Spaziergang zum Friedhof, einsam am Hang gelegen, auf die andere Seite der Insel und auf die Hochebene. Frauen, Männer und Kinder graben nach Süsskartoffeln, Mais wächst kümmerlich, Wasserbüffel suhlen sich, Ziegen meckern, der Wind pfeift. Karges Leben.

«To the other side of the paradise» weist ein Schild den Weg. Das Paradies, das keine Sünde kennt. Die Frucht der Erkenntnis gibt’s hier nicht. Ich liebe alles. Ich liebe jedes Geräusch, jede Welle, jeden Halm, die Farben, das unendliche Rot im Grün. Das kleine Mädchen mit Pagenschnitt und blauem Kleidchen und leuchtenden schwarzen Augen, eine kleine Fee, nicht von dieser Welt. Knaben wie Kobolde streifen durch die Palmenwälder, bewerfen sich am Meer mit Sand. Einer spielt auf der Veranda einer Hütte Gitarre, er legt seinen Kopf auf sie, hört sich in sie hinein und spielt, singt mit seiner hohen Knabenstimme, völlig versunken in die Musik. Daneben hocken Touristen und warten im Paradies gelangweilt aufs Essen. Die beiden Schweden (Lehrer und Ingenieur), eisern und vernünftig; zwei Schweizer, mürrisch und völlig in sich geschlossen; Alberto, der 60-jährige Frauenarzt aus Parma, der halbjährlich abwechselnd arbeitet und reist; Renate und Pia, die zwei schüchternen Bayerinnen; der dicke Österreicher mit der weinerlichen Stimme und mit Filipina-Freundin, der das Essen dauernd mit Zuhause vergleicht; die sportlich-muskulösen Kanadier, die endlos über ihre Reisen reden.
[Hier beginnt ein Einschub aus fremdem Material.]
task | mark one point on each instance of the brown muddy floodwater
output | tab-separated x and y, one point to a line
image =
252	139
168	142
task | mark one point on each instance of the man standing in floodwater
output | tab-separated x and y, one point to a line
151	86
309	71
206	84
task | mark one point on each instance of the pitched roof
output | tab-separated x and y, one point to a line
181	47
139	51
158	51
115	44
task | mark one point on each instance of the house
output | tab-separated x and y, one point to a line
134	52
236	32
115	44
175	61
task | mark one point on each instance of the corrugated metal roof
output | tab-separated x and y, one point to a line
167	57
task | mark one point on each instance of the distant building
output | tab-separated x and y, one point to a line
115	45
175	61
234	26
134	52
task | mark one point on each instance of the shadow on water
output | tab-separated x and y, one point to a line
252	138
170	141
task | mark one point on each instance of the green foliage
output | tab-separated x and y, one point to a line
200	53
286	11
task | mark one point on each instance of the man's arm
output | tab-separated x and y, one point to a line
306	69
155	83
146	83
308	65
Welten.

Nacht, Feuer am Strand, auch auf der grossen Nachbarinsel Panay. Mafiöse Filipinos schleichen herum, sehen sich vielleicht die Insel genauer an, um eines Tages mit einem Vertrag wiederzukommen, mit dem sie Land kaufen und später Hotelkästen an den Strand stellen. Schmierige Figuren, denen man besser aus dem Weg geht, genau wie auch besoffenen Polizisten.

Die wunderbaren mandarinengrossen Kokosbrötchen: weicher Teig, im Innern Kokospaste.

Spaziergang auf dem Weg nach Manoc-Manoc. Ein vielleicht zwei Meter breiter Mergelweg, bei Angol steigt er sanft an, ein paar Hütten links und rechts und viel Wald, Palmenwald. Blick in die Büsche und hohen Bäume. Farben und Melodien, eine Kuh muht, ein Hahn kräht, ein Kind weint, der Wind rauscht.

Abends wieder dem Strand entlang, die Löcher im Sand, sie werden gefüllt mit den zusammengewischten Zweigen und trockenen Blättern, bald steigt Rauch zum Abendhimmel. Später in der Nacht dann wieder die vielen Feuer am White Beach – paradiesische Romantik. Wir sitzen um ein Feuer, Tourismus global, vereint durch einen Joint mit starkem Gras aus den Bergen. Ich verstehe kein Wort mehr, höre nur noch die Wellen ihrer Sprachen, sie verlieren ihre Konturen, verfliessen, werden Klang. Ich schaue ins Feuer. Mein Bauch wird dick und dicker, schwillt an und scheint nächstens zu explodieren, aber nichts passiert – bis zu einem gigantischen Furz.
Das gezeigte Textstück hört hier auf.